Photo credit: iStockphoto.com/enot-poloskun
Jonas Edward Salk (1914 – 1995) was an American medical researcher and virologist who discovered and developed the first successful polio vaccine but did NOT patent it. “Could you patent the sun?” he famously said in a tv interview. He could not care less about financial incentives, what economic irrationality and human greatness! Even by your own account, Wartman’s cure was developed by his friends, not by financial incentives (aka greed). Financial incentives and engineering may be a potent weapon in the quest to create a financial cancer (such as the global debt overhang) rather than cure a human cancer.
Hi Billy,
Thank you for your comments and for sharing the story of JE Salk.
With smiles,
Jason
Jason, I have always enjoyed your thought provoking and off the beaten path blog posts – thank you for sharing this one.
There is a constant tussle between patent holders and generics (in Canada the courts are after Shoppers Drug Mart for selling generics), and what Andrew Lo suggests seems to be a simple solution to two problems – the financial incentive to produce a targeted drug for a small population and the opportunity to participate in one or more potentially rewarding pooled fund for retirees at low cost (I think $3000 was just a number – it can just as easily be $3, or the cost of a lottery ticket) in the absence of defined benefit pension plans.

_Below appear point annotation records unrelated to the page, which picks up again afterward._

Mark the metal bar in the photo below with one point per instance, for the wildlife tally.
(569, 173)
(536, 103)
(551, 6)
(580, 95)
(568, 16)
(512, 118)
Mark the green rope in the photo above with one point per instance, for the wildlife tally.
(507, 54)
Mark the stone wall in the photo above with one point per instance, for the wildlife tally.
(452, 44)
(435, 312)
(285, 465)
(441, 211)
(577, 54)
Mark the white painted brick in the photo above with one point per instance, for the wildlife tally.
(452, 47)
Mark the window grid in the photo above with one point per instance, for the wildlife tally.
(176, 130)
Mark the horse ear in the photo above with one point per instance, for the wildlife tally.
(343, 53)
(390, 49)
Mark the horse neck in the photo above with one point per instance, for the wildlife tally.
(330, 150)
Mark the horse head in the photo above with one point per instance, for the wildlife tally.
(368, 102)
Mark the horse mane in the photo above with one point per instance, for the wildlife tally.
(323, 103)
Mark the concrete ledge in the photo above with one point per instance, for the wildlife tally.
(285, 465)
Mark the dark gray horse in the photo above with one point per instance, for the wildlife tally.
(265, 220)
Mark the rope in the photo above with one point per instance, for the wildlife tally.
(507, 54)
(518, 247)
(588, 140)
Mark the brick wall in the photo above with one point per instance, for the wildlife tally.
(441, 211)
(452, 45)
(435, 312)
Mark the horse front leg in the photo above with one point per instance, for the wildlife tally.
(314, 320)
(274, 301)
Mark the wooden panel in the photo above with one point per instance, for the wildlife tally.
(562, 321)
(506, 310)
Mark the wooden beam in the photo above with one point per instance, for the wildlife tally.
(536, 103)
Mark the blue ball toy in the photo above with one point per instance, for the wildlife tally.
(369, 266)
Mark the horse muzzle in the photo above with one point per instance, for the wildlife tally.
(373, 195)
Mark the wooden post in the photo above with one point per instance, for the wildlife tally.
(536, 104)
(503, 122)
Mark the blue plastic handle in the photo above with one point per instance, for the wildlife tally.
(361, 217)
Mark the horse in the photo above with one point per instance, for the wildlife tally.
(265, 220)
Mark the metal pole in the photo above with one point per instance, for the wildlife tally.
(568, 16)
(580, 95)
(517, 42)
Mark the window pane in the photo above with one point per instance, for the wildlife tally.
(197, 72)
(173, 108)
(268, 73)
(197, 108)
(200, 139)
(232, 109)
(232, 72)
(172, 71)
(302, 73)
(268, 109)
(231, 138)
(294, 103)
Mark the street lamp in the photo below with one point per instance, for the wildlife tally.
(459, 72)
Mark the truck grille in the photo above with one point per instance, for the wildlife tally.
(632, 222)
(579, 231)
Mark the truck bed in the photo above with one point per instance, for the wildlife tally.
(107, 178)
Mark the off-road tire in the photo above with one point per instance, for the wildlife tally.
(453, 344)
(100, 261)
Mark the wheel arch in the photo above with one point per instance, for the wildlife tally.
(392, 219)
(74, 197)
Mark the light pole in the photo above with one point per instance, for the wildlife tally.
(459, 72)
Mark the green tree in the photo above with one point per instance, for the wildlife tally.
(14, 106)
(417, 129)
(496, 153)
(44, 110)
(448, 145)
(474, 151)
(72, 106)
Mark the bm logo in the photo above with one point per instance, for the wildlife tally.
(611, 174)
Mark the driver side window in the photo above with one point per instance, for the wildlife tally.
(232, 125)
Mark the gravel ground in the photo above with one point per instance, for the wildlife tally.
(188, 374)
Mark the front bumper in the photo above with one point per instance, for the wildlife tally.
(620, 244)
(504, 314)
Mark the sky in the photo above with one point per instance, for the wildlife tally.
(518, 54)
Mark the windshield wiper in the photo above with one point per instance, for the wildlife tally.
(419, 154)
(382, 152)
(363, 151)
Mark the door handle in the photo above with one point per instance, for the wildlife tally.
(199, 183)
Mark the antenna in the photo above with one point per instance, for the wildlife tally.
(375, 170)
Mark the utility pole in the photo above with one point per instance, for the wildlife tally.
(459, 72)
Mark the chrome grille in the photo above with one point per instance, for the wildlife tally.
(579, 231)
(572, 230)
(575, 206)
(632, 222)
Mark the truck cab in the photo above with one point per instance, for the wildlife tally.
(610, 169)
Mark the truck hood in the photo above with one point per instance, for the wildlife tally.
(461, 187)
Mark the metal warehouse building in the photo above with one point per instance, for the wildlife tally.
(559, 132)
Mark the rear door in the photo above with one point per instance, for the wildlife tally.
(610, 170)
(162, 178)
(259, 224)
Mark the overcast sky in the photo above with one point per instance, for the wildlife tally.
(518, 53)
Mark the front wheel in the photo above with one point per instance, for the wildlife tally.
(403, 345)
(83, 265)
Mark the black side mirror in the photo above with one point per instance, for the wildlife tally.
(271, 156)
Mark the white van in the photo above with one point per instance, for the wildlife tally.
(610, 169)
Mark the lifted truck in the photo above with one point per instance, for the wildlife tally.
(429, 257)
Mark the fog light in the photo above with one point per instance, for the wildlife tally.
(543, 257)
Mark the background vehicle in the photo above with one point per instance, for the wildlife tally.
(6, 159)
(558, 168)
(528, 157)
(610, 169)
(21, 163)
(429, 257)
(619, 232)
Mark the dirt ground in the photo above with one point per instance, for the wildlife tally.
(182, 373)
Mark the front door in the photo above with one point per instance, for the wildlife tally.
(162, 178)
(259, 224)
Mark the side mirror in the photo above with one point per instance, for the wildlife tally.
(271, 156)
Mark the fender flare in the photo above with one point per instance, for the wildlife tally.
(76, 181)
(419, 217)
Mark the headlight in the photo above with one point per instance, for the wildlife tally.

Kudos to both you for sharing this and Andrew Lo for presenting his idea – I think we need more imaginative ideas like this if we are to cope both physically and financially with longer lives.
Hi Savio,
First, thank you for your feedback! It brings a big smile to my face to know that you enjoy my posts.
Second, I agree that Lo (and others among his colleagues) has made a bold proposal that does, in fact, provide a solution to the two problems you described above. For me the crux of the issue is whether or not cancer is ‘curable.’ Given the many carcinogens and the massive capital already thrown at the problem, it may be that cancer is treatable only in the same way that the common cold is treatable. In other words, it may turn out that applying financial engineering to finding a cure for cancer simply finances projects that are just as spurious as were sub-prime mortgages. I am not questioning the financial engineering aspect, but the offering up of anecdotal evidence (essentially, hope in narrative form) as evidence that cancer may be cured.
Third, yes you are correct that people could purchase into the “cancer cure fund” for $3 but then you need a thousand more contributors, or 10 billion lottery tickets issued. This also presupposes that: a cure for cancers may be found, and that $30 billion is all that is needed to substantially change the problem. So far $400 billion in biotech investments (the technology called upon to cure cancers) has not resulted in returns on capital. As always, that $30 billion needs to compete with other investments on a benefits vs. costs and returns vs. risks framework. Could we better change the world by deploying that $30 billion to better vaccinations? Better education? Mosquito nets? And so forth. The nature of hope is that it always exists by human will power alone, even in the face of strong evidence against for what is hoped. In this case, the cost of hope has been enormous.
With big smiles!
Jason
Dr. Tony Blau from UW Seattle and the Center for Cancer Innovation is taking the approach of openly sharing information, patients while targeting therapy specifically for individual patients. All-for-one and One-for-all approach. Check out this interview with Dr. Blau: http://drpullen.com/cancercar-redefiningbestcando
Hello Ed,
Thank you for sharing the link to the interview with Tony Blau. It will be interesting to see how the gradual accumulation of knowledge, coupled with the sharing of that same knowledge, results in advances in healthcare. If a “cure” is possible I am certain that many separate disciplines will end up playing a part.